Commentary on the Gospel of

Cindy Costanzo - Creighton University's College of Nursing

I come to this day in midsummer with many different feelings. Excited at an impending holiday in which we celebrate our nation's beginning. The celebration took place at my daughter’s house in Kansas where everyone traveled from Nebraska and Indiana to be together. Family togetherness is always so precious.  This time will be especially precious with two new grandbabies who in today’s reading reminds me what it is like to be ‘childlike.’ To enjoy the simple and to be present. I also come to this day with a bit of weariness and the need for rejuvenation. Today’s passage was welcomed as a reminder to hand over my weariness and my burdens to Jesus.  

Matthew 11:25  
At that time Jesus said in reply, “I give praise to you, Father, Lord of heaven and earth, for although you have hidden these things from the wise and the learned you have revealed them to the childlike.
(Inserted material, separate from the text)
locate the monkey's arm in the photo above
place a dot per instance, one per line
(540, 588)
Vulnerable, open, humbled revealing our true childlike selves…these words come to mind as I read this verse.  The message for me is a reminder for me during my daily time with God to come humbly with an open, authentic heart and express my gratitude, my thankfulness and lay down my burdens. Let God’s love seep into my soul and heal what needs to be healed. Keep my false self at bay and recognize how the false self can shadow God’s messages to me.  

Matthew 11:26   
Yes, Father, such has been your gracious will. 

God has the sovereignty and Christ can and does execute the divine.  I pray to deepen my understanding of this and to trust in it completely.  

Matthew 11:27  
All things have been handed over to me by my Father. No one knows the Son except the Father, and no one knows the Father except the Son and anyone to whom the Son wishes to reveal him.

Our intellectual self always gets in the way of what is in our hearts. In any situation, I pray to be attentive to what is in my heart. To be aware of what is stirring in my soul. To answer the question, is this ‘stirring’ moving me toward God or away from God?  I seek understanding and ask that it be revealed to me if it is to be.